Leaves, stem bark, flowers, seed oil, root.
A sedative and an astringent effects are present in various parts of the evening primrose herb, such as the flowers, the leaves, and the bark on the stem. Disorders such as the whooping cough have been treated using all three parts of the herb and these are normally prescribed by many traditional herbalists in treating this disorder. Conditions such as digestive problems and asthma can also be treated using the herbal remedies made from the evening primrose plant. The evening primrose herb is also used in the preparation of an herbal poultice which is used extensively in the treatment and easing of the discomfort related to rheumatic disorders affecting patients. External skin problems such as eczema, and some other skin conditions with symptomatic itching, and problems such as breast tenderness can be treated using topical application of the herbal evening primrose oil. Elevations in the blood pressure of the patient can be treated by making the person consume the herbal evening primrose oil, at the same time, this oil is also used in the prevention of clumping in the platelets within the blood during internal hemorrhage and injuries. Premenstrual disorders are also normally treated using this herbal oil these days, and the oil is also used in the treatment of tension and bloating in the abdominal region that occurs in women before menstruation. Consuming the oil of the evening primrose may also be of some benefit in individuals affected by severe disorders such as the multiple sclerosis, the oil can also be of benefit in the treatment of rheumatoid arthritis, in treating intermittent claudication, which is a cramp like pain that affects the leg of the patients, circulatory disorders can also be treated using the oil of the evening primrose.

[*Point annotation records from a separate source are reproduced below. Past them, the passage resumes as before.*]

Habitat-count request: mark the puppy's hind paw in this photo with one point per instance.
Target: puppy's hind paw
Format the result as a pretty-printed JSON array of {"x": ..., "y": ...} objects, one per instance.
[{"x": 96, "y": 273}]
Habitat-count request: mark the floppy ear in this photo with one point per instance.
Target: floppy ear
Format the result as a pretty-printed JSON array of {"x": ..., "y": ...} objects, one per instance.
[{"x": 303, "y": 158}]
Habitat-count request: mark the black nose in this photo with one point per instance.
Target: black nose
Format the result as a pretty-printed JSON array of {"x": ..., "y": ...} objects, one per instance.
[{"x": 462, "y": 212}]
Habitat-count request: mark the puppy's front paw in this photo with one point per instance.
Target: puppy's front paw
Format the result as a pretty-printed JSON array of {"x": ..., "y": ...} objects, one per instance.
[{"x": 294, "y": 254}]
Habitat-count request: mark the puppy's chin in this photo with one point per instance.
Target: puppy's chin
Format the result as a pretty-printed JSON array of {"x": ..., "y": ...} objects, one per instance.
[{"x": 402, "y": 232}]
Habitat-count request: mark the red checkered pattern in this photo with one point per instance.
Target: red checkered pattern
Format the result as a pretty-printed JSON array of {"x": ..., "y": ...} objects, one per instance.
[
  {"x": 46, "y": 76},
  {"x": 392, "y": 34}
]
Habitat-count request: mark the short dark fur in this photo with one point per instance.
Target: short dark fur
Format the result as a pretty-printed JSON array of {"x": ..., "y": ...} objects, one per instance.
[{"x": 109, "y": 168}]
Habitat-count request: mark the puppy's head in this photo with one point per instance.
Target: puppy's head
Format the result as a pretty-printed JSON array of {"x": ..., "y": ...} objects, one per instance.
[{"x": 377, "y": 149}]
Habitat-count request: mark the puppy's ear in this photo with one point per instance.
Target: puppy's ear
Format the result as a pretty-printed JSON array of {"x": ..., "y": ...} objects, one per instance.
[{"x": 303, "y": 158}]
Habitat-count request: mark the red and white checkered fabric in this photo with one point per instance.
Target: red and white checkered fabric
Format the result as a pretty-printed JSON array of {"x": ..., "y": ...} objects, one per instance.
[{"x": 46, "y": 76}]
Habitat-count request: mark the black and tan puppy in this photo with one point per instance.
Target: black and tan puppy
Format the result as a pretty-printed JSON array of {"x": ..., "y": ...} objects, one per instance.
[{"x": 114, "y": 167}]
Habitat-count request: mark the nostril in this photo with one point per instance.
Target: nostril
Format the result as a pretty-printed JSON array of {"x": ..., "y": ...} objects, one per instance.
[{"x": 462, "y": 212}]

As previously mentioned, the evening primrose is a plant which was native to parts of the North American continent, however, in the present, most temperate regions around the world have established populations of the evening primrose due to transplantation over the years. The herb typically inhabits dunes and sandy soils in many open areas and waste grounds around the world - it is a very hardy herb and can grow well under adverse climactic conditions. Commercial cultivation of the evening primrose for its seed oil is also carried out in a substantial manner in many temperate regions of the world.
Many of the essential fatty acids are found in large quantities in the seed oil of the evening primrose herb, the proportions of the two most notable essential fatty acids include about seventy percent cis-linoleic acid and about nine percent of the fatty acid cis-gamma-linolenic acid. The presence of the gamma-linolenic acid - the GLA in short, which is a major precursor for the formation of the prostaglandin E1 in the human body, is the major reason for the beneficial actions attributed to the seed oil of the evening primrose plant. The vitamin E is often added to the seed oil in order to prevent oxidation of the important metabolic compound during storage and processing of the oil.
Dosage requirements differ, but for treatment purposes, there are 500 mg evening primrose oil capsules available at many health food stores. The maximum adult dose is normally about four g of the oil daily, while the majority of the clinical trials typically use doses of one or two capsules, taken twice or thrice every day, during the treatment regimen. Results can be expected to take three months to appear during the treatment of some conditions using the herbal evening primrose oil.
As has been mentioned before, all schizophrenic patients already on phenothiazine medications such as Compazine -marketed as prochlorperazine, Mellaril - marketed as thioridazine, Sparine - trade name promazine, Stelazine - marketed as trifluoperazine, Thorazine - marketed as chlorpromazine and Trilafon - trade name perphenazine are advised not to use the oil of the evening primrose for any purpose, this also includes avoiding GLA supplements - side effects are known to occur when the oil is used concurrently with these drugs. The main side effect for the patient using this combination being the higher risk of epileptic seizure affecting him or her when using the drugs and the herbal oil are consumed at the same time. The oil of the evening primrose must also be avoided by people taking some other types of medications, including Wellbutrin and other anti-depressants; these may interact with the oil and lead to the lowering in the seizure threshold for the person concerned.